Wolfsburg: Energieeffizienz bei denkmalgeschützten Gebäuden
Pressemeldung vom 29. Juni, 2009, 4:03 pm
Fachtagung im Alvar-Aalto-Kulturhaus in Wolfsburg
Wolsburg. Wie saniere ich ein unter Denkmalschutz stehendes Gebäude und erhalte dabei gleichzeitig die Bausubstanz visuell sowie substanziell und erreiche dabei noch eine verbesserte Energieeffizienz? Das war Thema einer Fachtagung der Architektenkammer Niedersachsen, die mit der Unterstützung der Neuland Wohnungsbaugesellschaft mbH, dem Verband der Wohnungswirtschaft in Niedersachsen und Bremen, der Stadt Wolfsburg und dem Niedersächsischen Landesamt für Denkmalpflege heute im Wolfsburger Alvar-Aalto-Kulturhaus stattgefunden hat.
Fast 150 Teilnehmer hatten sich zu der Veranstaltung angemeldet. “Mit so viel Resonanz haben wir gar nicht gerechnet. Das zeigt, dass das Thema nach wie vor sehr aktuell ist”, zeigte sich Stadtbaurätin Monika Thomas begeistert.

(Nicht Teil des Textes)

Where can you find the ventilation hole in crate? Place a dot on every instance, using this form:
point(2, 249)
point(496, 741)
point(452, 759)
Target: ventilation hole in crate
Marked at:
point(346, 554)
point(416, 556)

Vorträge und Diskussionen hatten vornehmlich die Sanierungen im Wohnungsbau im Blick. Beispielhafte Projekte aus Niedersachsen wurden vorgestellt. Die Frage, wie private Bauherren für das Thema sensibilisiert und ermutigt werden können, ihre Immobilie energetisch zu verbessern, spielte eine wichtige Rolle.
Als Förderprojekt des Bundesbauministeriums im Rahmen der Initiative “Kostengünstig qualitätsbewusst Bauen” hat die Architektenkammer Niedersachsen in Zusammenarbeit mit der Bundesarchitektenkammer fünf beispielhafte Projekte vom Entwurf bis zum Einzug filmerisch begleitet. Während der Fachtagung wurden diese Beiträge erstmals gezeigt.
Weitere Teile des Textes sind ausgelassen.